In the past, the opposite has been the norm. Men occupy the singles' spots on PPV cards, while the women's division either has one big multi-woman match to get all the women on the show, or they have one singles match for the title, with the rest of the roster left out. But ever since the brand split between RAW and Smackdown Live last summer, the latter show has put a particular effort into building multiple stories for its women's roster.
Alexa Bliss won the Smackdown Women's Championship from Becky Lynch back at Tables, Ladders, and Chairs, and ever since she's had the help of returning veteran Mickie James, who blames Becky for attempting to erase her role in the history of women's wrestling, and has knocked the former champ down at every opportunity.
Meanwhile, Naomi, who's been on the roster far longer than Alexa, has earned her shot at the champion, pinning her during a six-woman tag match at the Royal Rumble. That match also featured Nikki Bella and Natalya, who have their own feud over Nikki's prime spot in both wrestling and its related reality TV ventures.
So at Elimination Chamber, Alexa Bliss will face Naomi for the Smackdown Women's Championship, while Becky Lynch is up against Mickie James in the latter's first solo match since arriving on Smackdown Live, and Natalya has the match she's been demanding with Nikki Bella.

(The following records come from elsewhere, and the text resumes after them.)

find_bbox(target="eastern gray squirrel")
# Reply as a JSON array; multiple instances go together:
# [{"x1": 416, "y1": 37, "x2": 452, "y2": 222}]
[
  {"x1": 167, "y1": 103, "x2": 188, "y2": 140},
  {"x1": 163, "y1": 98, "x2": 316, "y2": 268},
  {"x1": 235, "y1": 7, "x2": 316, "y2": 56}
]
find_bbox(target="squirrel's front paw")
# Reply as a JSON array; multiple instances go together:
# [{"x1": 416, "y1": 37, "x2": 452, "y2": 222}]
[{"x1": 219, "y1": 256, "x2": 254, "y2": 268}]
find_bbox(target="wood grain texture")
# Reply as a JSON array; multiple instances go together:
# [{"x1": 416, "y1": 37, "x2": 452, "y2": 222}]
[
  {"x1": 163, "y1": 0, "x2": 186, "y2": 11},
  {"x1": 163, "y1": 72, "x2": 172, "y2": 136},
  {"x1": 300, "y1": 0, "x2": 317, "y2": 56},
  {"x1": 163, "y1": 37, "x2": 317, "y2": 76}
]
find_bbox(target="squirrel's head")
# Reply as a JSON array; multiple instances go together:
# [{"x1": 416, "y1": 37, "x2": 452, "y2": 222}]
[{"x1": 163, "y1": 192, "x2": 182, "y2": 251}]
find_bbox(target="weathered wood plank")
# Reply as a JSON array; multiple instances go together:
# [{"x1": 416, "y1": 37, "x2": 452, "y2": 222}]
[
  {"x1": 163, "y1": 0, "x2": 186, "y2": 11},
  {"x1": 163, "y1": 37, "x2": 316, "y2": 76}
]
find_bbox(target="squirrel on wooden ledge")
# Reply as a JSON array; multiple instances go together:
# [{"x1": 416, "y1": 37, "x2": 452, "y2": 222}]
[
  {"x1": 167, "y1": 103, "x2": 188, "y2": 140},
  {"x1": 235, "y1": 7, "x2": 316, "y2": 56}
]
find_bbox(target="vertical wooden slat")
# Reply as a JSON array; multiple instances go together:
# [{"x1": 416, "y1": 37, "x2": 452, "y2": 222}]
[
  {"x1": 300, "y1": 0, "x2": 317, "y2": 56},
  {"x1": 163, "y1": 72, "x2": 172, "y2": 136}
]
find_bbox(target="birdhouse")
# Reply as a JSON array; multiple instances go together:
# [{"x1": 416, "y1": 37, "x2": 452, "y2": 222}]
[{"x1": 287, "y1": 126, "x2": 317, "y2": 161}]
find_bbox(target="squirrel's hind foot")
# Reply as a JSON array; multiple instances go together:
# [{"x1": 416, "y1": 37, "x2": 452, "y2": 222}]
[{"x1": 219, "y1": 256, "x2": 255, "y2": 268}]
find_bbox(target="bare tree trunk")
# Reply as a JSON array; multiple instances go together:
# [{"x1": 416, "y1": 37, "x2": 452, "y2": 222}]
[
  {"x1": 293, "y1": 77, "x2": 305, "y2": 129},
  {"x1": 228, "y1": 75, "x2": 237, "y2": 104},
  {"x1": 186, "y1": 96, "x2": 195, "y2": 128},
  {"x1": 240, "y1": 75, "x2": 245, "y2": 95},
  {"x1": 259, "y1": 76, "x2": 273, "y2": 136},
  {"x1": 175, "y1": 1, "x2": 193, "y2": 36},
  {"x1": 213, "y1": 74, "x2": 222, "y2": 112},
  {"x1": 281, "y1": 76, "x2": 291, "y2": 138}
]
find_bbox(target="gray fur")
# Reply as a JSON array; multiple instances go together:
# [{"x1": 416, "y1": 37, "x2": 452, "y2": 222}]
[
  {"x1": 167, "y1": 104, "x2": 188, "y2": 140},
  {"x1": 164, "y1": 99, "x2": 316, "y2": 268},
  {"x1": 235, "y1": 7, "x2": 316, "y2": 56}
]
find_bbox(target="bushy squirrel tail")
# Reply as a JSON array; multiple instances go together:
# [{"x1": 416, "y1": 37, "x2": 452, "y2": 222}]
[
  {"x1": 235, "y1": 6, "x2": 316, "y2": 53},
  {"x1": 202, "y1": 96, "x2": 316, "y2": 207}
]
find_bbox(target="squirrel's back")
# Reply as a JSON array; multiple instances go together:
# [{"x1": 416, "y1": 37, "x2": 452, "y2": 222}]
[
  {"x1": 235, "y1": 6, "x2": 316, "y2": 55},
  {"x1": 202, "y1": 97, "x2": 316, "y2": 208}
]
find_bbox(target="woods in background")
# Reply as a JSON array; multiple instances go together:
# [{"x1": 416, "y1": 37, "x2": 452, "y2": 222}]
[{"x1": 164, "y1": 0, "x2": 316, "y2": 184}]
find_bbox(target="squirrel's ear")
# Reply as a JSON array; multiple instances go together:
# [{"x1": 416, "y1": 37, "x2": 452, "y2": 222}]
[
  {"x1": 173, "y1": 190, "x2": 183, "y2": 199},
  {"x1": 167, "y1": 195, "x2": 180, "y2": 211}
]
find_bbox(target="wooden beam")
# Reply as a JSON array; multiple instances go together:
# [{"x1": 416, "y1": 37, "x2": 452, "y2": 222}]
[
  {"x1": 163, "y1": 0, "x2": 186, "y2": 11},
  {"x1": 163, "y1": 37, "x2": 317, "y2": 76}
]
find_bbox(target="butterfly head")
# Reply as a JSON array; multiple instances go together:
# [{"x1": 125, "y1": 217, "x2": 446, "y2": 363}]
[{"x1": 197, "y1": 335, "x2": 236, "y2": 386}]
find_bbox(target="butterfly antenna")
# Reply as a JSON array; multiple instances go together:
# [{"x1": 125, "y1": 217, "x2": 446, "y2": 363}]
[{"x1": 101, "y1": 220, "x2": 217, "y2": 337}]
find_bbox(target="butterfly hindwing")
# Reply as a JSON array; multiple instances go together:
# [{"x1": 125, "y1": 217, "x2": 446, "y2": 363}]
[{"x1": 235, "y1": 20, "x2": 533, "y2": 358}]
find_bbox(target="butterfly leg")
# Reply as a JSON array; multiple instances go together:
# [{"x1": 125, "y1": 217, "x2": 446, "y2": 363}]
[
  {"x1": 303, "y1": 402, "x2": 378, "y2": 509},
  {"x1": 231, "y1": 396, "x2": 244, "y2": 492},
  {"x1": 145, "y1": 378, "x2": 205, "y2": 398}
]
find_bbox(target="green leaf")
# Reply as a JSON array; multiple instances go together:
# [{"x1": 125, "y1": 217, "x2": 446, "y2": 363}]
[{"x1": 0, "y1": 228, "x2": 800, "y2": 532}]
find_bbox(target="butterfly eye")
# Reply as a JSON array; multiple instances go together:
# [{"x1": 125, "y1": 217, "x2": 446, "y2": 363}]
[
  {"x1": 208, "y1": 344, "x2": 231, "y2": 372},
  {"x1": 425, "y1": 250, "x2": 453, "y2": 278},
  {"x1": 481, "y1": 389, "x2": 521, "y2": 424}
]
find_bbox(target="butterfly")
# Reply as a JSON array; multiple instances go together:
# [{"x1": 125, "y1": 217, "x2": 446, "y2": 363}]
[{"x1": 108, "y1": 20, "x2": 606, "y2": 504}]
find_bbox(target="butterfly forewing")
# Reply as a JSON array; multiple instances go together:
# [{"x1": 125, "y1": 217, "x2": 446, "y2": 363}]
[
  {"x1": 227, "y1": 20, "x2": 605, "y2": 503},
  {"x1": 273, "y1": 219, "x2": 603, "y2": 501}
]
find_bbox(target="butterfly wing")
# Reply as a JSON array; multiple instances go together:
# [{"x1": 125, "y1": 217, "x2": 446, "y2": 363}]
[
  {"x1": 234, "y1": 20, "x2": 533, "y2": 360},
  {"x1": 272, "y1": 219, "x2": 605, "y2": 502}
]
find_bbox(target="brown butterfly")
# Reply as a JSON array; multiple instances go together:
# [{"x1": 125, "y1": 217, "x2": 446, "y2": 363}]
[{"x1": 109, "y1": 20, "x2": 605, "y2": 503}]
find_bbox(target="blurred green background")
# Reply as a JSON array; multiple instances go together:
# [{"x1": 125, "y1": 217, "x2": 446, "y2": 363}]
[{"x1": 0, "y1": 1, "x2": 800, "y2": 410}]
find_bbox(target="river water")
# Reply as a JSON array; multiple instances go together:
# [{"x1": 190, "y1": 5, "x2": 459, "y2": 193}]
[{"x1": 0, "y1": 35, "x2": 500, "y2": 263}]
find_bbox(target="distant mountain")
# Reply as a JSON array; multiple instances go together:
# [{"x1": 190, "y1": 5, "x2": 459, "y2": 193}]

The past year has been a big one for women's wrestling, but it's certainly had ups and downs. After a show-stealing triple threat match and the introduction of the new Women's Championship at Wrestlemania 2016, it often seemed like WWE wasn't ready to fully commit to the "Women's Revolution" that they constantly took credit for. Every women's main event, and every groundbreaking match like the first women's Hell in a Cell, was overhyped to the point that women's wrestling sometimes felt like a publicity stunt.
But now, on the road to Wrestlemania 2017, with very little fanfare, we have a show that's dominated by women. Not because WWE is trying to prove something, but because those are the matches that make sense based on the stories Smackdown Live has been telling. For once, they're not treating it like a big deal, and that makes it an even bigger deal than it would otherwise be.